Guidance

Guidance Note 13: Sections 253-254 Transfer of Land

This note is part of the statutory guidance under s215 of the HRA 2008 (from 1 April 2024)

Applies to England

Applicable
PRP (For Profit) yes
PRP (Not For Profit) yes
PRP (Registered Charity) no
Local Authority no

Type of Power: enforcement power

Scope

This power enables the regulator to require a private registered provider to transfer land either to the regulator or another PRP where an inquiry under section 206 or extraordinary audit under section 210 has been carried out.

This power cannot be used in relation to registered charities. However, it can be used in relation to charities which are not registered, provided such transfers of land are to another charity whose objects the regulator thinks are similar (section 253(6)-(7)) of the Act.

The regulator cannot require a not for profit PRP to transfer land to a for profit PRP under section 253(5) of the Act.

Under section 253(3)-(4) of the Act, the power can be applied to a for profit PRP only in relation to its social housing and associated land. Land is associated with social housing if the regulator thinks that it is used in connection with the social housing or its management.

How will the regulator use this power

Section 253(1) of the Act provides that this power may be used where the regulator is satisfied that:

  • the affairs of a PRP have been mismanaged in relation to social housing (as defined in section 68 of the Act);

  • a transfer of land by a PRP would be likely to improve the management of the land; or

  • the PRP has failed to meet a standard under section 193, 194 or 194C of the Act.

Process for using the power

If the regulator is satisfied that the grounds as set out at section 253(1) of the Act have been met, it will decide the identity of the transferee.

Where land is to be transferred to the regulator, this will be a temporary measure pending onward transfer to another PRP.

Where land is to be transferred to another PRP in assessing their suitability, the regulator will consider all relevant factors including but not limited to:

  • the requirements under section 253(5)-(7) of the Act regarding the identity of the transferee are met (as set out under the heading ‘scope’ above);
  • the quality and management of their services to residents;
  • the quality of their governance systems,
  • their financial viability;
  • their general regulatory compliance; and
  • their management and financial capacity.

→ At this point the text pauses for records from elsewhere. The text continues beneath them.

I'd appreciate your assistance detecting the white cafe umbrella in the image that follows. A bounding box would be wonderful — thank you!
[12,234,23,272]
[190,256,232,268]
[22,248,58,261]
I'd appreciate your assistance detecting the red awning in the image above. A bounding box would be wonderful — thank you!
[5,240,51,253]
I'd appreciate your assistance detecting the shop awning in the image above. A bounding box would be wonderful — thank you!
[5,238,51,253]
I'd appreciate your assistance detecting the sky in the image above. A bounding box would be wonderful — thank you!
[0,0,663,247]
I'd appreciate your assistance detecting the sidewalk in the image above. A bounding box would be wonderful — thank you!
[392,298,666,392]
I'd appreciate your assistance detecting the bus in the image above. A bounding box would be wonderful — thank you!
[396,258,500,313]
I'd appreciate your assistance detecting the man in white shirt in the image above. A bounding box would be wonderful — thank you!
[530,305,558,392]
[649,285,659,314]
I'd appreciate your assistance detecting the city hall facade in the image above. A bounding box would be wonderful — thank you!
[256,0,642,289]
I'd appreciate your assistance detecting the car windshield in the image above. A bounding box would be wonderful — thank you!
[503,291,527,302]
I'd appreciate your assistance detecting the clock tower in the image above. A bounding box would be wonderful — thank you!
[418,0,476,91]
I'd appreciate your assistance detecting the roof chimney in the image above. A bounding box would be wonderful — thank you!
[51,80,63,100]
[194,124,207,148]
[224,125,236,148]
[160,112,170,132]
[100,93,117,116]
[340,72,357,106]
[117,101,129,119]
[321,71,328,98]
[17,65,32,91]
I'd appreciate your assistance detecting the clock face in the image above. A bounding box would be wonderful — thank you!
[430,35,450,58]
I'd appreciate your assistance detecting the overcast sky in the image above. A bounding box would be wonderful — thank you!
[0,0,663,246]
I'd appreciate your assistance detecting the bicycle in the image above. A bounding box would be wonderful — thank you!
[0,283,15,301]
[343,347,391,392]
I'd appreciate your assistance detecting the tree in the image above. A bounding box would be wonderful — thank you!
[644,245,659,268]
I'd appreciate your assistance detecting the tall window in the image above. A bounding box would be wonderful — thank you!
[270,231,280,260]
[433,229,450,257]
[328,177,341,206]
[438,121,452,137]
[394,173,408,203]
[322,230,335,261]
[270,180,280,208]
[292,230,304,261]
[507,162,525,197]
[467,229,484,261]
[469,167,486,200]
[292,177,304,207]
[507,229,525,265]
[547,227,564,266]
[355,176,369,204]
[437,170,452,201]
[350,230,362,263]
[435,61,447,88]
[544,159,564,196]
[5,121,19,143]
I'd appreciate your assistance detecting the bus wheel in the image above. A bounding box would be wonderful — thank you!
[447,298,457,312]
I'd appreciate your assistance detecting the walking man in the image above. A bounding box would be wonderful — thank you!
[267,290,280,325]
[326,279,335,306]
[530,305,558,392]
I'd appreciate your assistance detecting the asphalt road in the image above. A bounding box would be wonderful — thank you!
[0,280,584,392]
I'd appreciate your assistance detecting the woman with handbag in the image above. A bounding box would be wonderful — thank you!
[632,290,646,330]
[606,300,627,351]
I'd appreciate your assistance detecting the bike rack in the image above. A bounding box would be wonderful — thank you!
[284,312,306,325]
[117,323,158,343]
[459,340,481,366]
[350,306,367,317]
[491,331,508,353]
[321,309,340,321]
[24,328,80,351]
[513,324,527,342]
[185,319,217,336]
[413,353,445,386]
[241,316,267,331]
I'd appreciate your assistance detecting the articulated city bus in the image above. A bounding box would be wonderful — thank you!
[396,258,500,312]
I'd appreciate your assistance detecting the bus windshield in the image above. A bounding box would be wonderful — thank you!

The regulator will decide the terms of the transfer including:

  • the land to be transferred including whether it will be all the PRP’s land, or part of it - if the former, the terms of the transfer will make provision for all assets and liabilities of the provider to be passed to the recipient PRP.
  • the price of the transfer – the regulator will commission and pay for valuations and will ensure that the price at which the transfer takes place is not less than the amount the property would fetch if sold by a willing seller to another PRP (section 254(2) of the Act).
  • provision as to the payment of any debts or liabilities in respect of the land, whether or not secured (section 254(3) of the Act). This will be relevant where only part of the PRP’s land is to be transferred. The regulator will seek to:
  • reach a fair solution in terms of apportionment of any assets and liabilities; and avoid giving preferential treatment to a creditor who is not lawfully entitled to such treatment.

The regulator will consider if there are any relevant stakeholders and consult with them as necessary.

The regulator will obtain the consent of the Secretary of State to:

  • the transfer of land; and

  • the terms under which that transfer of land will take place.

Appeal Process

There is no statutory right of appeal or appeals’ process in accordance with the Regulator’s Appeals Scheme.